I nomi di Don DeLillo, una recensione.
Non ha la vastità epica di “Underworld” né la forza critica di “Rumore bianco”, ma alla fine “I nomi” è il romanzo di Don DeLillo che mi emoziona di più. Strano, considerando quanto è distante dal baricentro di questo autore (è un romanzo dove il passato una volta tanto conta più del futuro e dove gli Stati Uniti non sono il teatro dell’azione ma vengono raccontati da sperdute isole greche e o dal Medio Oriente).
Riletto in questi giorni per la terza volta. Rinnovo la mia ammirazione per questo autore. Ne “I nomi” DeLillo fa almeno due cose che mi affascinano (e che io, come scrittore, inseguo da tempo col fiatone del gregario).
La prima. Nascondere una trama thriller all’interno di un romanzo colto. Non è la cosa in sé a essere sorprendente, quanto l’olimpica armonia con cui l’autore riesce a far dialogare le due anime.
La seconda, più difficile da spiegare. L’immaginario di DeLillo è sempre stato costituito dalle paranoie della cultura occidentale. Nulla di strano visto che si tratta di un autore postmoderno. Ma l’elaborazione di questo immaginario – a differenza di quello che fanno molti altri suoi colleghi – in DeLillo assurge al livello di una mistica. Una mistica rispettosa, priva di colore satirico. Nell’ambito della produzione di DeLillo, “I nomi” costituiscono la vetta di questo percorso ascetico.
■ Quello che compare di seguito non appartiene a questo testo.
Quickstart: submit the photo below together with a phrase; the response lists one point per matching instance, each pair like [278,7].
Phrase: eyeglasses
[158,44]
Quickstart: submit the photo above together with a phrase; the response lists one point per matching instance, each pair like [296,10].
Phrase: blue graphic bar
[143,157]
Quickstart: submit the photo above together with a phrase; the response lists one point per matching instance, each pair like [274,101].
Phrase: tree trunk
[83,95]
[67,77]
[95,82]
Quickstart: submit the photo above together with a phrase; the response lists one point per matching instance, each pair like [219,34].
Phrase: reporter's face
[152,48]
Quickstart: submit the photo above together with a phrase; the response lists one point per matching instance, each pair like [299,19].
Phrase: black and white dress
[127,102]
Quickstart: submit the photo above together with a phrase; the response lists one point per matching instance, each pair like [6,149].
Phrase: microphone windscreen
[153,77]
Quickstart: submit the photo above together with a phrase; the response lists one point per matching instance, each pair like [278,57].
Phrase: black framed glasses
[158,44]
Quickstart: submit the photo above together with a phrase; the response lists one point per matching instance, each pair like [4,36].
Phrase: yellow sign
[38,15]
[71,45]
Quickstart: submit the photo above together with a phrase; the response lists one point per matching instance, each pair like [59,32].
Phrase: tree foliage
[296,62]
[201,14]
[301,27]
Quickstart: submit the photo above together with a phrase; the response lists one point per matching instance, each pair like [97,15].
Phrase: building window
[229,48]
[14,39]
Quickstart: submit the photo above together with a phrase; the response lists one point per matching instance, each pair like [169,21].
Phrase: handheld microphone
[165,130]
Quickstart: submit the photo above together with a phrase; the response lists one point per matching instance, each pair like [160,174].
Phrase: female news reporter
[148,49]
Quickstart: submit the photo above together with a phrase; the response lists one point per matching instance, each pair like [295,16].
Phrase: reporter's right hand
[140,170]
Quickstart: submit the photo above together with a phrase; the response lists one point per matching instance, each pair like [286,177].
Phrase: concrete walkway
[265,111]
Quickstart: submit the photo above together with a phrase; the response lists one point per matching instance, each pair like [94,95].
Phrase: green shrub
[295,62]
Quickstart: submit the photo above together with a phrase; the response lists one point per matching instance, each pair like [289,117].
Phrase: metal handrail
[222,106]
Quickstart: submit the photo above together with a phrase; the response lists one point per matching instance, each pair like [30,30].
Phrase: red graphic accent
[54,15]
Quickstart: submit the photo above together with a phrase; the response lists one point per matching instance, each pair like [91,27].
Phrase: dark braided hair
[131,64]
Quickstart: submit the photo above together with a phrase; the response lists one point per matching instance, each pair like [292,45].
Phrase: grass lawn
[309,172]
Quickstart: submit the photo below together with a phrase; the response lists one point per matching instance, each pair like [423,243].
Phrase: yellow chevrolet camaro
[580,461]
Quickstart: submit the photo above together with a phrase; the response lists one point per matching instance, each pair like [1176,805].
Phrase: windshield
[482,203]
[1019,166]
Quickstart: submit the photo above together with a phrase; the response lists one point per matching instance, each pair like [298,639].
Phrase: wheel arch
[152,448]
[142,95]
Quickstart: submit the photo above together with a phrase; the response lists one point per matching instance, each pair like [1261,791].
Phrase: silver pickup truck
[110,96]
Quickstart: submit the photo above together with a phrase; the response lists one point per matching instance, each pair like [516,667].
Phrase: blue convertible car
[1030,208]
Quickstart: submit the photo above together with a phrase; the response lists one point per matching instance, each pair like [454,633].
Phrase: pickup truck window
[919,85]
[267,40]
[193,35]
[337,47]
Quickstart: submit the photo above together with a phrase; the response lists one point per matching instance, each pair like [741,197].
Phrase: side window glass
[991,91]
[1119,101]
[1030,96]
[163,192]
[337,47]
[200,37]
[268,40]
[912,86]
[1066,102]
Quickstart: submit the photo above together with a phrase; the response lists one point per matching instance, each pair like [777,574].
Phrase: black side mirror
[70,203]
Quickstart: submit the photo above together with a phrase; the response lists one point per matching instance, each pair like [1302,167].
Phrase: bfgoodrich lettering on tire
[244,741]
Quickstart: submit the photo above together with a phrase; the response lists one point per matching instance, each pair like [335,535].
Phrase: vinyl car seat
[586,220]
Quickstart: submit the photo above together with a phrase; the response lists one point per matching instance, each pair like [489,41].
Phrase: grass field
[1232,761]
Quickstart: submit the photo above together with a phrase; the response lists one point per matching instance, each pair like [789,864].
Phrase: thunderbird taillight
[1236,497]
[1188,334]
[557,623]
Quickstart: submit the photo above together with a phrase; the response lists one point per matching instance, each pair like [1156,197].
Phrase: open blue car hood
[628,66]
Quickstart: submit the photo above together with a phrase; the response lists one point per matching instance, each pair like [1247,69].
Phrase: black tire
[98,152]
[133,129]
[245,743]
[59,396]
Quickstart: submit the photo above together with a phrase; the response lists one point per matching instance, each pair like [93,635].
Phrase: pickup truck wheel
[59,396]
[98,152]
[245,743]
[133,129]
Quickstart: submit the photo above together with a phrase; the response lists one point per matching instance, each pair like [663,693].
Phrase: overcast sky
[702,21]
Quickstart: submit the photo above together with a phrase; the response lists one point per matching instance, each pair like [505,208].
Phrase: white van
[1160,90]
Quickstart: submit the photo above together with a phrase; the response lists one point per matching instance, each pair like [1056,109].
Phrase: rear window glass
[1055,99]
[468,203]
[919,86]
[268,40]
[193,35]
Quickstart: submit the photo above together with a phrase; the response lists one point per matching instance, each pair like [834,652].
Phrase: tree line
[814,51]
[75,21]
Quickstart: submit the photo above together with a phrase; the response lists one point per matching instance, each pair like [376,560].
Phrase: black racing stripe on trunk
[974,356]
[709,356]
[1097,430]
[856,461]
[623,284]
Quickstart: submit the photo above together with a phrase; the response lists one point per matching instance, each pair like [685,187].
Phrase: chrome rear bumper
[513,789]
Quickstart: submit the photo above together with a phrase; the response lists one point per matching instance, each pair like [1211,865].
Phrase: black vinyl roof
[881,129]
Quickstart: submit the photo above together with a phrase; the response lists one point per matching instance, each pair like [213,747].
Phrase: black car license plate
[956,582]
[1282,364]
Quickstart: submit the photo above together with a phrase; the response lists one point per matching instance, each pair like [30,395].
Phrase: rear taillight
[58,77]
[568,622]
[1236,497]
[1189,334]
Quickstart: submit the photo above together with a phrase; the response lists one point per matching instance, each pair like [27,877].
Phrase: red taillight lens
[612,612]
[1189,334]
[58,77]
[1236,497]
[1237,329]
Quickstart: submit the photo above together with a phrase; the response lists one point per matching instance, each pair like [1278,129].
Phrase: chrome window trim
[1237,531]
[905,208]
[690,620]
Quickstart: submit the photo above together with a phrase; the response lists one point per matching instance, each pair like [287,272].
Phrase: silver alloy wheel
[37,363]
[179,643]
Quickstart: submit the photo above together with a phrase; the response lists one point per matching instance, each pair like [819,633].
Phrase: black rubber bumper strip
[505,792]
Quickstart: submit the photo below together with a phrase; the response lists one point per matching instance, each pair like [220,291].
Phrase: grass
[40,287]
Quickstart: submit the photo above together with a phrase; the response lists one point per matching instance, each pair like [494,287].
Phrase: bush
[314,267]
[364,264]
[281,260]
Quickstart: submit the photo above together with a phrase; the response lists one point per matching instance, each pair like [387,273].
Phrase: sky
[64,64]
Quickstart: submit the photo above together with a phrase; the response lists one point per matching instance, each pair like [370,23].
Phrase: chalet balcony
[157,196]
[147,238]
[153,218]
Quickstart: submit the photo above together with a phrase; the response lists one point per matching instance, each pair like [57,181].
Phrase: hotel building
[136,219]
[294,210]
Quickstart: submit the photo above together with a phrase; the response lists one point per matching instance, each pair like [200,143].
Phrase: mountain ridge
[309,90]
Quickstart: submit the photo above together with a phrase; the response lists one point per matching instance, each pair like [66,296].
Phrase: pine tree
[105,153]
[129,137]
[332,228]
Come spesso accade negli autori postmoderni c’è un’attenzione ossessiva nei confronti dei non-luoghi, delle masse, della paura della morte. Di nuovo, nessuna originalità nei temi trattati, ma ne “I nomi” DeLillo affronta tutto questo con una scrittura di cristallina bellezza che si fissa come canone:
“Lungo una costa nordica al tramonto, una sommessa luce dorata nasce dall’acqua, si allarga a ventaglio sui laghi e traccia fiumi sinuosi verso il mare, ed eccoci di nuovo in viaggio, instupiditi e ignari della remota bellezza sotto di noi, della terra d’ardesia e la pianura che ci lasciamo alle spalle, attraverso fasce di pioggia nella notte. Per noi, questo è tempo del tutto perso. Non ce ne ricordiamo. Non ne riportiamo impressioni e sensazioni, nessuna voce, nulla del potente vento sollevato dall’aereo sulla pista, o del rumore sommesso del motore in volo, o delle ore d’attesa. Nulla ci resta attaccato oltre al fumo nei capelli e sugli abiti. È tempo morto. Non è mai esistito finché non esiste di nuovo, e dopo non è mai esistito.”